# Neu in Rheinland-Pfalz, wo kann ich endlich wieder angeln?



## spongebob (4. Oktober 2004)

Wunderschönen Guten Tag Euch allen!

Ich brauche dringend eure Hilfe:

Ich bin ganz neu nach Speyer gezogen, und möchte unbedingt so schnell es geht wieder angeln. Ich habe vorher in BaWü gewohnt, und hatte in meiner Nähe einen See, bei dem ich einfach so angeln konnte. Ich brauchte dafür keinen Jahresfischereischein noch sonst irgendetwas.
Da ich sehr viel Stress im Studium hab kann ich es mir im Moment nicht erlauben hier einen Kurs zu besuchen und einen Schein zu machen,
deshalb meine Frage:

Kann ich irgendwo hier in der Gegend ohne Schein angeln?

Vielen Dank,|wavey: 
spongebob


----------



## Reisender (4. Oktober 2004)

*AW: Neu in Rheinland-Pfalz, wo kann ich endlich wieder angeln?*

@spongebob

ein nettes willkommen bei uns im Board#h #h #h und gleich die antwort auf deine frage habe keine ahnung!!!!!|uhoh: wo mann ohne angeln darf. 

aber wenn du bei uns mitmachen möchtest *1 Saar-Pfälzisches AB Treffen* *im board !! *lade ich dich hiermit ein....wir sind ein trupp von .......spar ich mir, und sind immer lustig. ohne schein darfst du zwar auch bei uns nicht angeln, aber wir brauchen immer einen der uns hilft:q :q 

Du könntest bei uns volgende aufgaben mit übernehmen, uns deine erfahrung mitteilen, beim bestücken der ruten helfen, sollte einer seine hand verstaucht haben(kommt vor  )beim landen der fische helfen, natürlich auch beobachten ob wir bisse haben, und uns allen zu hand gehen.:m 

ich glaube bei der ganzen arbeit fällt es gar nicht auf, das du kein schein hast. 
und wenn du einen hast dann kannst du dich ja auf deine eigenen ruten konzentrieren.:m 

so das ist mein angebot!!! was möchtest du noch mehr??

achso ups vergessen,, wir angeln am ohmbachstausee bei waldmoor ca. 60km von dir aus, hinter kaiserslautern an der A6


----------



## MagicWar (6. April 2012)

*AW: Neu in Rheinland-Pfalz, wo kann ich endlich wieder angeln?*

Hat jemand einen Link mit einer Rhein Übersichtskarte wo ich mit der Rheinkarte + Nebenarme überall angeln darf.
Ich hatte mal eine, in der war mit rot eingezeichnet was mit der Rheinkarte alles beangelt werden darf.
Nicht jeder Altrheinarm oder abgehendes Gewässer darf mit der Karte gefischt werden.
zB. Kiefweier / Altrip oder Bobenheimer Altrhein ......

Im voraus schon mal vielen Dank - Frank ^^


----------



## MagicWar (18. April 2012)

*AW: Neu in Rheinland-Pfalz, wo kann ich endlich wieder angeln?*

Schade das niemand Helfen konnte.


----------



## dnz (18. April 2012)

*AW: Neu in Rheinland-Pfalz, wo kann ich endlich wieder angeln?*

Wenn du ins Angelgeschäft gehst und dir ne Gewässerkarte holst / zeigen lässt, steht in derselbigen in welchen Altrheinarmen bzw bis zu welchem Rheinkilometer du angeln darfst.
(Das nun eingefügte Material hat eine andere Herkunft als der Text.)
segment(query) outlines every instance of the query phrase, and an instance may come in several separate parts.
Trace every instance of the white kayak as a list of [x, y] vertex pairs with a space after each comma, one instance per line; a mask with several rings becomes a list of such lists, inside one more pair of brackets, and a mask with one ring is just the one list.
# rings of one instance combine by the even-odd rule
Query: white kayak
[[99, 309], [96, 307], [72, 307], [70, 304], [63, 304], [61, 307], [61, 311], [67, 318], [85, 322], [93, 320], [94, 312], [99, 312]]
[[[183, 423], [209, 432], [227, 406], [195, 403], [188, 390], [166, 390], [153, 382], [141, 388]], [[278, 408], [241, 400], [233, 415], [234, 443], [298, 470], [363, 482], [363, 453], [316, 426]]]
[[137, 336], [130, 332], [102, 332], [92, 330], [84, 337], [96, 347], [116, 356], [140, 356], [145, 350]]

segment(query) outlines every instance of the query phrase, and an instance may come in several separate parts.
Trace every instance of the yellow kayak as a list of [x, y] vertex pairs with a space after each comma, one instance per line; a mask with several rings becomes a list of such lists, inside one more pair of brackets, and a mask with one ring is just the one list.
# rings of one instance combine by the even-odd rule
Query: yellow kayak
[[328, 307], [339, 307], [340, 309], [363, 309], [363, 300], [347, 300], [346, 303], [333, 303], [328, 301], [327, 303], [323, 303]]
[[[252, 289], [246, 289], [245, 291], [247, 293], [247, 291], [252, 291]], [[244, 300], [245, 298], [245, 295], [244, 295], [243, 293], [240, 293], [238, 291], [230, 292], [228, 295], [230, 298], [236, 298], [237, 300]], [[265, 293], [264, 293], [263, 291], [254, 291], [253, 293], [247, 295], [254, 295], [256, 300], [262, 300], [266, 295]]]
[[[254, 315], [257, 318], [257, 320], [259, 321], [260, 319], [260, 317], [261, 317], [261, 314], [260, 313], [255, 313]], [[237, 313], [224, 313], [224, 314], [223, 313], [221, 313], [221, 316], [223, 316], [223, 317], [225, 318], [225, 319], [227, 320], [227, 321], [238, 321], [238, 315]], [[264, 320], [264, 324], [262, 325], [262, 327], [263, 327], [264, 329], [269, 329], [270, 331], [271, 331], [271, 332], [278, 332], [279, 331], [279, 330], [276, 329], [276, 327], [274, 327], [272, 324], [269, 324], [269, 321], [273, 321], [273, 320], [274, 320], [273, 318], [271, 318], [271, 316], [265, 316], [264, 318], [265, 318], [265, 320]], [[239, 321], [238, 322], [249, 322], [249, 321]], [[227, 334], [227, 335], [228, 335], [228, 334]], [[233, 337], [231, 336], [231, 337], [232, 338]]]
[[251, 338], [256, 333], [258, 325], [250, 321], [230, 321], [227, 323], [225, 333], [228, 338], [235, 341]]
Kannsts dir ja dann selbst auf ner Karte eintragen.
Sollte es sowas Online geben, wär ich natürlich auch interessiert, hab sowas aber auch noch nicht gefunden.
MfG Dennis.


----------



## fr@nk60 (18. April 2012)

*AW: Neu in Rheinland-Pfalz, wo kann ich endlich wieder angeln?*



MagicWar schrieb:


> Schade das niemand Helfen konnte.



Immer langsam mit den alten Pferden.

Guckst du.


----------



## MagicWar (30. April 2012)

*AW: Neu in Rheinland-Pfalz, wo kann ich endlich wieder angeln?*

Danke, diese Karte habe ich auch gefunden.
Nur sehe ich auf der Karte nicht alles.
von km 352,070 bis 438,326 linksrheinisch
Die Karte geht leider nur bis Kilometer 411.
Ich angle aber meist weiter oben bei der BASF.
Es ist aber gut zu wissen wo ich bei Speyer nicht angeln darf.
Komme da nur hin wenn ich mit meinen 2 kleinen Kids Angeln gehe. 
Da bevorzuge ich dann lieber stilles Wasser.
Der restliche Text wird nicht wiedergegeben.